Okapi Components - HTML Filter

- Overview
- Filter Properties
- Processing Details
- Parameters - Options Tab
- Parameters - Elements Tab
- Parameters - Inline Codes Tab
- Parameters - Output Tab
- Credits

Overview

This filter is only in ALPHA stage, use it for test only, not for real projects. Use the HTML Filter of Rainbow v4 instead.

The HTML Filter is an Okapi component that implements the Okapi Filter Interface for HTML documents.

The following is an example of a simple HTML file.

<html> 
 <head>
  <meta http-equiv="Content-Language" content="en-us">
  <meta http-equiv="Content-Type" content="text/html; charset=windows-1252">
  <title>Okapi Components - HTML Filter</title>
 </head>
 <body>
  <p>This is a simple paragraph with some formatting like a word
in <strong>bold</strong>.</p>
 </body>
</html>

Filter Properties

The properties for the HTML Filter are the following:

Property	This Filter
INPUTFILE	Yes
INPUTSTRING	No
BILINGUALINPUT	No
TEXTBASED	Yes
OUTPUTFILE	Yes
OUTPUTSTRING	No
ANCILLARYOUTPUT	No
XMLOUTPUT	No
RTFOUTPUT	Yes
USEKEY	No
ISINDEMOMODE	No

Processing Details

Input Encoding

The filter decides which encoding to use for the input file using the following logic:

The filter checks for Byte-Order-Mark (BOM) at the beginning of the file:
- If a BOM is found: The encoding used is the one corresponding to the BOM form, and the "auto-detected" flag is set.
- Otherwise: The encoding used is the default input encoding specified by the user.
TODO: XML encoding for XHTML cases
When a <meta> element with its http-equiv attribute set to "content-type" is found, the filter checks for a charset declaration in the content attribute.
- If one is found and the option Ignore the encoding declaration in the input file is not set:
  - If the current encoding was auto-detected and is different from the encoding specify in the charset declaration, a warning message is issued and the processing continue with the auto-detected encoding.
  - Otherwise: The new encoding is used for processing the rest of the file.
- Otherwise: The encoding is not modified.

Output Encoding

The encoding of the output file is the one specified by the user.
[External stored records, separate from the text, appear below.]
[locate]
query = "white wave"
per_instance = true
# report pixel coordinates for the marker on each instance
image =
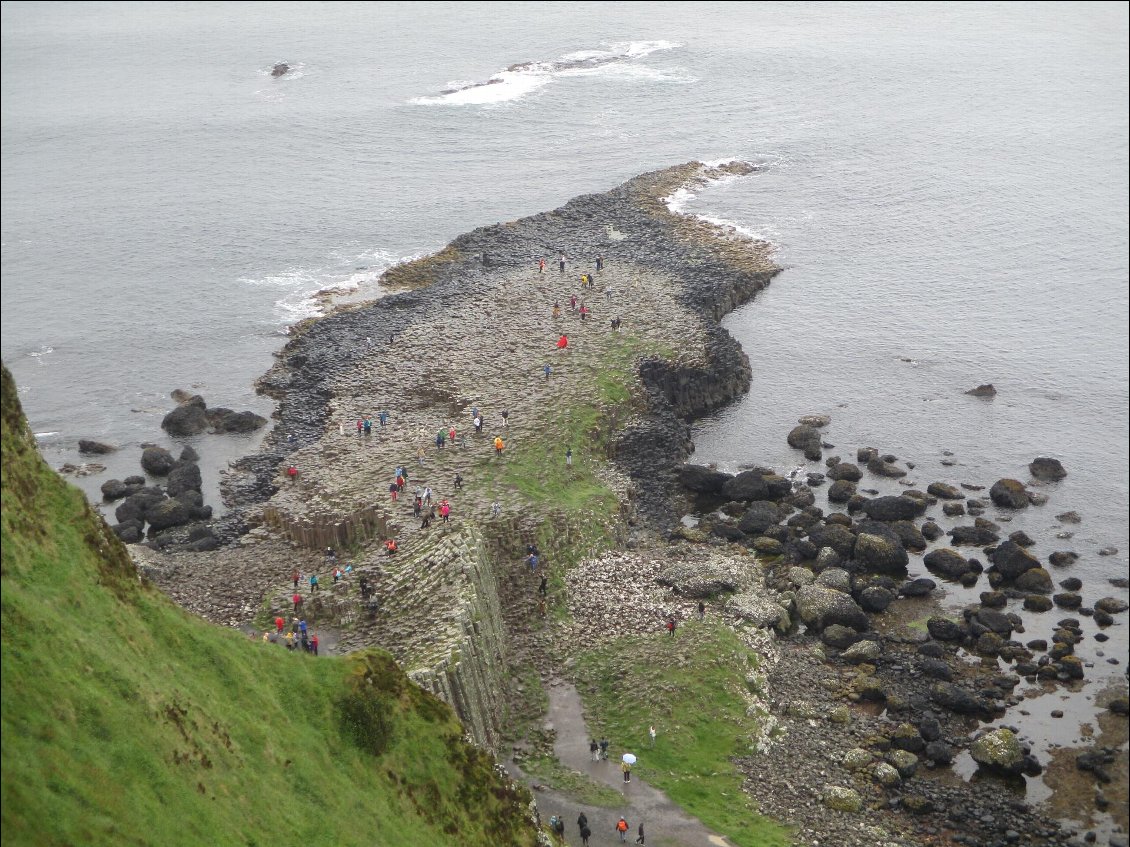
(521, 79)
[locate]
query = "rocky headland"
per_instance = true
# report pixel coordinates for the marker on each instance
(866, 691)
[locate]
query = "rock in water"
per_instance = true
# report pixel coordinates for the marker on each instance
(1009, 494)
(999, 751)
(1046, 469)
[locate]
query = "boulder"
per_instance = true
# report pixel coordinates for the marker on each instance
(167, 513)
(833, 535)
(947, 562)
(819, 608)
(1009, 494)
(759, 516)
(756, 485)
(881, 468)
(189, 418)
(982, 391)
(845, 471)
(842, 800)
(999, 751)
(157, 461)
(236, 421)
(114, 489)
(879, 553)
(806, 438)
(1009, 559)
(184, 477)
(95, 448)
(1046, 469)
(702, 479)
(894, 508)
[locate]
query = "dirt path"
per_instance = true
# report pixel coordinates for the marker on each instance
(665, 823)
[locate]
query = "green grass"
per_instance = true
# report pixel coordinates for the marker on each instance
(128, 722)
(690, 688)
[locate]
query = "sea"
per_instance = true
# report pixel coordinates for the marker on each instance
(945, 184)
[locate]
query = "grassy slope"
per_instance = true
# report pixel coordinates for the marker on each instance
(690, 688)
(128, 722)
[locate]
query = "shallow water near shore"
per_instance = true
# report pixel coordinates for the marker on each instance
(945, 184)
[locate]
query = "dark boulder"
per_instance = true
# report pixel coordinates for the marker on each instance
(756, 485)
(703, 479)
(95, 448)
(189, 418)
(947, 562)
(1009, 559)
(157, 461)
(1046, 469)
(845, 471)
(114, 489)
(894, 508)
(1009, 494)
(759, 516)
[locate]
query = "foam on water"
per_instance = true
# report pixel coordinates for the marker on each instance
(524, 78)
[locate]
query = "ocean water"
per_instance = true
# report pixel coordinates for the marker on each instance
(946, 185)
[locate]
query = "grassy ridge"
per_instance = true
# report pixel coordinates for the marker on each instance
(128, 722)
(690, 689)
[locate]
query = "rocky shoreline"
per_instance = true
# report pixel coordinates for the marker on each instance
(470, 329)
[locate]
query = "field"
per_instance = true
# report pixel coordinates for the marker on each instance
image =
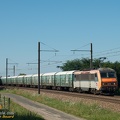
(90, 111)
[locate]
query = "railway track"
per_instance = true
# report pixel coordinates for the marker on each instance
(110, 99)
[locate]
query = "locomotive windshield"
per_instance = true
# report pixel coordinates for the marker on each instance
(108, 74)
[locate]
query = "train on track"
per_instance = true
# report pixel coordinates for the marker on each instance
(97, 81)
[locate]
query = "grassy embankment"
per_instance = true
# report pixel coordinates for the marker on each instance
(21, 113)
(89, 112)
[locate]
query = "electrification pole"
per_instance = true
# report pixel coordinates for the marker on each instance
(38, 67)
(91, 54)
(6, 70)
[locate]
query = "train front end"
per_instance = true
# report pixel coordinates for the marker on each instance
(109, 82)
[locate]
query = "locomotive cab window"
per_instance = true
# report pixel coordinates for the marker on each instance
(111, 75)
(107, 74)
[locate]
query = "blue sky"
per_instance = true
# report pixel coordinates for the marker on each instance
(63, 25)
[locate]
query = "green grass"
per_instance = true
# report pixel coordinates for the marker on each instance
(22, 113)
(79, 109)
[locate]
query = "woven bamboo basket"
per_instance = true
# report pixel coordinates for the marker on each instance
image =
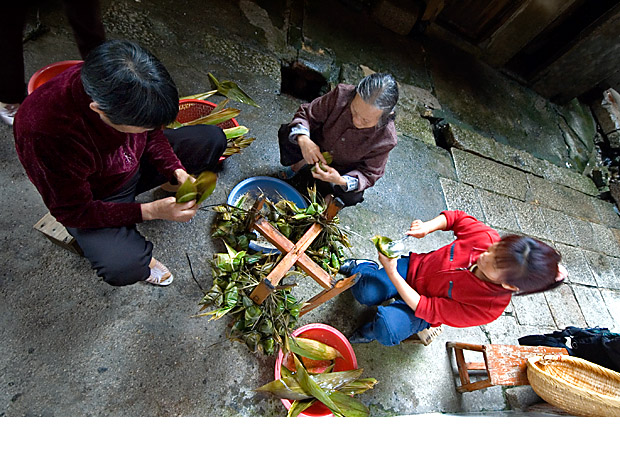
(575, 385)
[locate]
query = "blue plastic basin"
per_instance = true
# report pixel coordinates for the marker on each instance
(272, 188)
If there is a charset declaration found in the file, the encoding value of that declaration is changed in the output to reflect the output encoding.

Localization Directives

TODO: NOT SUPPORTED YET

The filter supports localization directives. They are special comments you can use to override the default behavior of the filter regarding the parts to extract. Such directives have little use in a HTML file as the format is already geared toward localization, so the processing of localization directives is not turned on by default. Set the option Use localization directives when they are present to turn it on.

The syntax and behavior of the directives are the same across all Okapi filters. See the Localization Directives pages for detail information about what you can do with the mechanism.

Line-Breaks

TODO

Parameters - Options Tab

Ignore the encoding declaration in the input file -- Set this option to ignore the encoding declaration inside the input file (in a <meta> element), and use either the user-specified encoding, or the encoding auto-detected using the Byte-Order-Mark.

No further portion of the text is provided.